I mean, a few short months' ago, I was living in a very quiet village (apart from all the rockets being fired from Hamas…) and the nearest Arab terrorist was hopefully many miles away.
Today, barely a day goes by when someone else doesn't tell me about a stabbing that happened up the road, round the corner, on the way to school. I sit here listening to all the multiple sirens going off, trying to work out in which direction they're headed and whether my children (or husband) are anywhere near.
Baruch Hashem, usually not.
But it's a massive test of emuna.
You should know, last Summer when my husband talked about moving to Jerusalem, the first 'issue' I had with it was the dangerous Arabs, and that was months before all the violence that's going on right now.
G-d is really putting my emuna that He's running the world to the test right now. Every time I leave the house. Every time my family leaves the house. I go through the whole mental process again:
"It's dangerous out there! Keep them home."
"You can't. Don't scare them. Don't get all paranoid."
"But it's dangerous out there!"
"Nothing can happen unless Hashem wills it; just go put in some more tzedaka and pray on them some more…"
"How'd I get into this situation, anyway? How on earth did it happen that me, who's really scared of Arabs, is living a minute away from East Jerusalem and sending my kids to the Old City every day for school?"

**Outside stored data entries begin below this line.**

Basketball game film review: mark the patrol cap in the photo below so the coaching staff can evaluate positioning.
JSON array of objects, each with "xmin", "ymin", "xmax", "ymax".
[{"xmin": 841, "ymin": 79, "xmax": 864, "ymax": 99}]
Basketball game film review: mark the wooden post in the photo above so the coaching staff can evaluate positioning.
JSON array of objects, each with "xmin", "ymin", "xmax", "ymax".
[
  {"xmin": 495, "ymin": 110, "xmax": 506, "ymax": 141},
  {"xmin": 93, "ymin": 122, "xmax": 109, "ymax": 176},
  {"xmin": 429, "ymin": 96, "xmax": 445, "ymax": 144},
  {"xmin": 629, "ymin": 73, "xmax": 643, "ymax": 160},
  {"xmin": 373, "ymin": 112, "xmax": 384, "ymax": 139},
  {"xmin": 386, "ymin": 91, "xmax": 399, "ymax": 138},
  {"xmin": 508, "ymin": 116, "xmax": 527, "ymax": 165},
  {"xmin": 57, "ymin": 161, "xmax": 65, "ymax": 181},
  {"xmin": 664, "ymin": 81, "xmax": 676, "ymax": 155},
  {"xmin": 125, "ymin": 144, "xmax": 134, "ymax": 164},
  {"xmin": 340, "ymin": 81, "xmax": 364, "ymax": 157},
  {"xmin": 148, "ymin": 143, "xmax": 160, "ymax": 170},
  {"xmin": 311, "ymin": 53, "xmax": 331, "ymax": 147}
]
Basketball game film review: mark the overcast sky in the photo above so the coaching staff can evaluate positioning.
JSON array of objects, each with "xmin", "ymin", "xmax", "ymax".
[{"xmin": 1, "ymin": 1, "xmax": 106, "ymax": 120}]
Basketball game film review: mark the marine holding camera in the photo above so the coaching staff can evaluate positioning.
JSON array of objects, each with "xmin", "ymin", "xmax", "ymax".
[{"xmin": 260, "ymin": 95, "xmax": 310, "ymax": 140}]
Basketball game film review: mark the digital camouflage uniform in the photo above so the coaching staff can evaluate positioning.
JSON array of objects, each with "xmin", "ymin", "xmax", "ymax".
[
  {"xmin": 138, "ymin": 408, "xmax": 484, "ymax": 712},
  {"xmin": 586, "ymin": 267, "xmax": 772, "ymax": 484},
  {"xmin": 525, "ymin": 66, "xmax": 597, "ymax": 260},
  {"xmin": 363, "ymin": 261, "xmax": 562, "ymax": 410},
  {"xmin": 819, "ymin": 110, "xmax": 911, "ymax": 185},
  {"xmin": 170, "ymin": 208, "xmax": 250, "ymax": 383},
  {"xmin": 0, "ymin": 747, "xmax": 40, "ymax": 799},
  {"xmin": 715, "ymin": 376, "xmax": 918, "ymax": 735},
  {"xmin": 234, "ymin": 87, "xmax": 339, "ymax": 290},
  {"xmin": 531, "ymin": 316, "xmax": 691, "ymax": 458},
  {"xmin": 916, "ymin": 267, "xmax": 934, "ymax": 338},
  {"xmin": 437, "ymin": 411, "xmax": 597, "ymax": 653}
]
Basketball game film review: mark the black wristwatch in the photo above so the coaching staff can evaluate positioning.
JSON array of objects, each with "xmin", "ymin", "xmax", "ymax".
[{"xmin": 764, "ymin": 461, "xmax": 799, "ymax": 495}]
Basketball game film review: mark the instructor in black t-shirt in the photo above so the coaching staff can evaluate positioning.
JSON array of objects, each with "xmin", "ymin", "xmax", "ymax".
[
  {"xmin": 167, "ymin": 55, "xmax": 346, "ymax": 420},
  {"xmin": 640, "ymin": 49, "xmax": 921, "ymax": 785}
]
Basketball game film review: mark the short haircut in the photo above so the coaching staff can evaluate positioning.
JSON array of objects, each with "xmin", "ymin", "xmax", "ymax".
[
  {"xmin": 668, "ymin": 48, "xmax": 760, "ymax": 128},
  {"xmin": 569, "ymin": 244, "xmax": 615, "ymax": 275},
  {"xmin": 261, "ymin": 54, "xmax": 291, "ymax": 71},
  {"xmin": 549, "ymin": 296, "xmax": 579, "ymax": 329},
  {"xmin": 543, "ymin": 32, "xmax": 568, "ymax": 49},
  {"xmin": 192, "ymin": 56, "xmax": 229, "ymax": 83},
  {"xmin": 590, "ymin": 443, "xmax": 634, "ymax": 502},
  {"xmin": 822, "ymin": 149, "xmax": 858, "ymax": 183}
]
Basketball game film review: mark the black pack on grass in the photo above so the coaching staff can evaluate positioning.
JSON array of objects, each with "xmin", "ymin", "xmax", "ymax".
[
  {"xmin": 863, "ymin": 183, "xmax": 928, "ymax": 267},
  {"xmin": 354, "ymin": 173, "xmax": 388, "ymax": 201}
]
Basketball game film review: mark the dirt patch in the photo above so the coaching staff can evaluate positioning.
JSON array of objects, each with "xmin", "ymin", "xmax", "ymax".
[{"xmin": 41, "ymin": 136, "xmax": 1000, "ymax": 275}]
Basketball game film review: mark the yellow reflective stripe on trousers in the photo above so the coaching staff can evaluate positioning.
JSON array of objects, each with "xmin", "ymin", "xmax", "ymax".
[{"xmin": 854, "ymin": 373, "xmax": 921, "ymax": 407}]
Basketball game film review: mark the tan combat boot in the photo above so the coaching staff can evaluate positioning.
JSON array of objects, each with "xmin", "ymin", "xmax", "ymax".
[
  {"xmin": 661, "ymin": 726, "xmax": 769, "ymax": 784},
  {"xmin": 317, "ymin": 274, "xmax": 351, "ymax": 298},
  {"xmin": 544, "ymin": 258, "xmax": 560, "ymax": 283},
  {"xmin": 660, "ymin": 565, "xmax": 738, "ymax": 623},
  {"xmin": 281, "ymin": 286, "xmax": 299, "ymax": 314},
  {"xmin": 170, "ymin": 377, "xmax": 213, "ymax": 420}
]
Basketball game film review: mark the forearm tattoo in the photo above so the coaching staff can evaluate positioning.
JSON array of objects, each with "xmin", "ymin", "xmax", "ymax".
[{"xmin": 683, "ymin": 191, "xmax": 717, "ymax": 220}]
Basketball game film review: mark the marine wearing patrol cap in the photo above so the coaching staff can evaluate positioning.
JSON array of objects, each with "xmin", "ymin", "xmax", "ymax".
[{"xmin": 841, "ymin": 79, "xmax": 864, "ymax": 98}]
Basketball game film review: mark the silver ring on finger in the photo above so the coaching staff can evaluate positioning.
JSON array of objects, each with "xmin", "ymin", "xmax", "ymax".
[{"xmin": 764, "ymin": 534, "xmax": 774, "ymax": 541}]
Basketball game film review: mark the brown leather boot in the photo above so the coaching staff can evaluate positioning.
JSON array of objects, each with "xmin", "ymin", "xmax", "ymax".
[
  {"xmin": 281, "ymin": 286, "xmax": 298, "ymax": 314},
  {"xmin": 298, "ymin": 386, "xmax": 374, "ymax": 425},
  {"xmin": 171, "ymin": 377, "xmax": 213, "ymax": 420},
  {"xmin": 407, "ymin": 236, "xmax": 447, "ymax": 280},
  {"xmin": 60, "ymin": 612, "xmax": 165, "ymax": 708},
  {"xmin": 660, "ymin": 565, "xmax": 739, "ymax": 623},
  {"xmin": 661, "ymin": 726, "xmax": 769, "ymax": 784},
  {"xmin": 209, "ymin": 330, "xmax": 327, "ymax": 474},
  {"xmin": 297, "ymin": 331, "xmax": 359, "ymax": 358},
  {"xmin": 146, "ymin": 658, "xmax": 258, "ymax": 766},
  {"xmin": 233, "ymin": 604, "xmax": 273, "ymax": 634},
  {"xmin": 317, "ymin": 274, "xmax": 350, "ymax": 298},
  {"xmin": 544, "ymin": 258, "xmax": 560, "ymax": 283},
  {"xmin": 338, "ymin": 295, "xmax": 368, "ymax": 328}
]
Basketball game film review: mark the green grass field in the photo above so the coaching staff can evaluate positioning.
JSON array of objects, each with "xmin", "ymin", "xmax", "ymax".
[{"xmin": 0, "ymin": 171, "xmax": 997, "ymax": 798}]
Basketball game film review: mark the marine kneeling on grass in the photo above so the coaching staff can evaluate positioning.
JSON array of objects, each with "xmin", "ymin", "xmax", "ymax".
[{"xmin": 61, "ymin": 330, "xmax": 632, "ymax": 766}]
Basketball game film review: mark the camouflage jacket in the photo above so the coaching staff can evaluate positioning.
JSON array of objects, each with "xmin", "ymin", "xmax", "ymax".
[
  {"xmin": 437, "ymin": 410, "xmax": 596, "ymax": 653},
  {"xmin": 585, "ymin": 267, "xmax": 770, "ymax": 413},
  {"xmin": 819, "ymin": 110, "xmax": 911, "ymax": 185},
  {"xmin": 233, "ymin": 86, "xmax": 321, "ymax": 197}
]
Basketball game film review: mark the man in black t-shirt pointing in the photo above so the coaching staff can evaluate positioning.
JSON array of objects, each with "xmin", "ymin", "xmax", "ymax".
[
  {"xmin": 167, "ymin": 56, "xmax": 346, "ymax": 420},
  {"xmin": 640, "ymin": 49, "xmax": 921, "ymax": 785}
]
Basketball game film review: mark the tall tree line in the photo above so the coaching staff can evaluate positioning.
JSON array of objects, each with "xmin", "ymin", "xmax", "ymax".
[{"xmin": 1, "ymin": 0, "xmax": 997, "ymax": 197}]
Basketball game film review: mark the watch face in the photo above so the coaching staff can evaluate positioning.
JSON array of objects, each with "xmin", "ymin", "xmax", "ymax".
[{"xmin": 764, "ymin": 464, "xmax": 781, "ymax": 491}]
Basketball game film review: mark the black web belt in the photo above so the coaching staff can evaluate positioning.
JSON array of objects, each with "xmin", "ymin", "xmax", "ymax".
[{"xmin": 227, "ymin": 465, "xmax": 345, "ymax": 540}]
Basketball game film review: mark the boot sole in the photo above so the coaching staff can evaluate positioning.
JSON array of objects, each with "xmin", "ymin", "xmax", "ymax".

"It's the socks, remember?"
Ahhh. The socks. The socks my kids point-blank refused to wear. The socks that barred them from every local school except one: the one in the Old City.
At this point, I either have to let it go, or I could seriously go crazy.
My husband said to me the other day, when we went to collect one kid from a friend's house in the middle of an unfriendly-looking Muslim village in East Jerusalem, that probably the Jews that live there have no idea what they are doing there, either.
Some coincidence, some fluke, some 'matzav' occurred, and they wound up there without really understanding how or why. G-d put them there, just like G-d put me and my family in our present surroundings.
One thing is for sure, it's building my day-to-day emuna like nothing else. If I didn't really believe in G-d, and in His goodness, and in the fact He's listening to my prayers and protecting my family, I think I'd have shipped out to Jamaica by now, or at the very least become an alcoholic ☺
Thank G-d for emuna, however imperfect and flawed. Without it, how on earth would we cope?